# MyAnimeList Database 2020
> Recommendation data from 320.0000 users and 16.000 animes at myanimelist.net
This dataset contains information about 17.562 anime and the preference from 325.772 different users. In particular, this dataset contain:
- The anime list per user. Include dropped, complete, plan to watch, currently watching and on hold.
- Ratings given by users to the animes that they has watched completely.
- Information about the anime like genre, stats, studio, etc.
- HTML with anime information to do data scrapping. These files contain information such as reviews, synopsis, information about the staff, anime statistics, genre, etc.
Also, the code used to collect the data is available at github: https://github.com/Hernan4444/MyAnimeList-Database.

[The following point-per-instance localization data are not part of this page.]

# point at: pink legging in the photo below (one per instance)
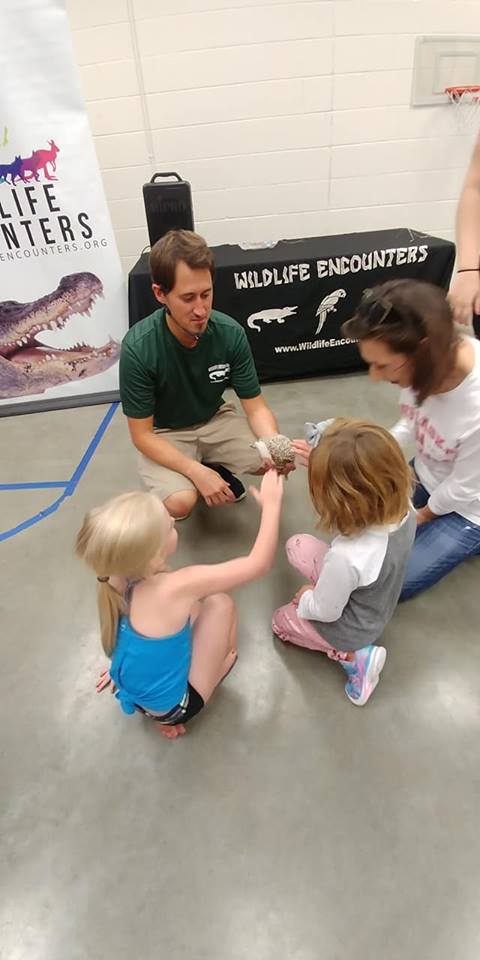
(306, 554)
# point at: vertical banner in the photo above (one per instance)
(63, 308)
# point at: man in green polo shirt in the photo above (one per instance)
(174, 367)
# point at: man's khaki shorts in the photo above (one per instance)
(225, 439)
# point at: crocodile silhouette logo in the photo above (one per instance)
(219, 373)
(328, 305)
(266, 316)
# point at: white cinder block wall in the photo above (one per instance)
(289, 118)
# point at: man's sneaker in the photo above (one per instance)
(363, 673)
(236, 485)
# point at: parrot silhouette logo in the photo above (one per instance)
(328, 305)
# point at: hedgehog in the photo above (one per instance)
(278, 449)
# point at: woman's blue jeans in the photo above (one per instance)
(439, 547)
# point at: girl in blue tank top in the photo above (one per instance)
(171, 635)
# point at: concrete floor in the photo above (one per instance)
(287, 825)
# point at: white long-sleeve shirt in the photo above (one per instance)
(446, 433)
(375, 558)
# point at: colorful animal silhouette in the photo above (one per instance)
(12, 170)
(40, 160)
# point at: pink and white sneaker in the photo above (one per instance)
(363, 673)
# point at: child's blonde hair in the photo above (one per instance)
(358, 477)
(121, 538)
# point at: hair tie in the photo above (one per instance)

### Warning: this dataset includes information about anime for adults (hentai).
## Content
**The data was scrapped between February 26th and March 20th.**
* The "html" folder contain 1 zip per anime (17.562 different anime). Each zip contains different HTML pages scrapped from [MyAnimeList](https://myanimelist.net/). The scrapped pages are:
1. Main page
2. Reviews
3. Recommendations
4. Stats
5. Characters & Staff
I uploaded 2 files as example to don't increase the size of this dataset. All HTML files are in this link: https://drive.google.com/drive/folders/12ghJk-sWyXXORoLBUpPirK4YdtIaZPV_?usp=sharing
* `animelist.csv` have the list of all animes register by the user with the respective score, watching status and numbers of episodes watched. This dataset contains 109 Million row, 17.562 different animes and 325.772 different users. The file have the following columns:
1. user_id: non identifiable randomly generated user id.
2. anime_id: MyAnimeList ID of the anime. (e.g. 1).
3. score: score between 1 to 10 given by the user. 0 if the user didn't assign a score. (e.g. 10)
4. watching_status: state ID from this anime in the anime list of this user. (e.g. 2)
5. watched_episodes: numbers of episodes watched by the user. (e.g. 24)
* `watching_status.csv` describe every possible status of the column: "watching_status" in `animelist.csv`.
* `rating_complete.csv` is a subset of `animelist.csv`. This dataset only considers animes that the user has watched completely (`watching_status==2`) and gave it a score (`score!=0`). This dataset contains 57 Million ratings applied to 16.872 animes by 310.059 users. This file have the following columns:
1. user_id: non identifiable randomly generated user id.
2. anime_id: - MyAnimelist ID of the anime that this user has rated.
3. rating: rating that this user has assigned.
* `anime.csv` contain general information of every anime (17.562 different anime) like genre, stats, studio, etc. This file have the following columns:
1. MAL_ID: MyAnimelist ID of the anime. (e.g. 1)
2. Name: full name of the anime. (e.g. Cowboy Bebop)
3. Score: average score of the anime given from all users in MyAnimelist database. (e.g. 8.78)
4. Genres: comma separated list of genres for this anime. (e.g. Action, Adventure, Comedy, Drama, Sci-Fi, Space)
5. English name: full name in english of the anime. (e.g. Cowboy Bebop)
6. Japanese name: full name in japanses of the anime. (e.g. カウボーイビバップ)
7. Type: TV, movie, OVA, etc. (e.g. TV)
8. Episodes': number of chapters. (e.g. 26)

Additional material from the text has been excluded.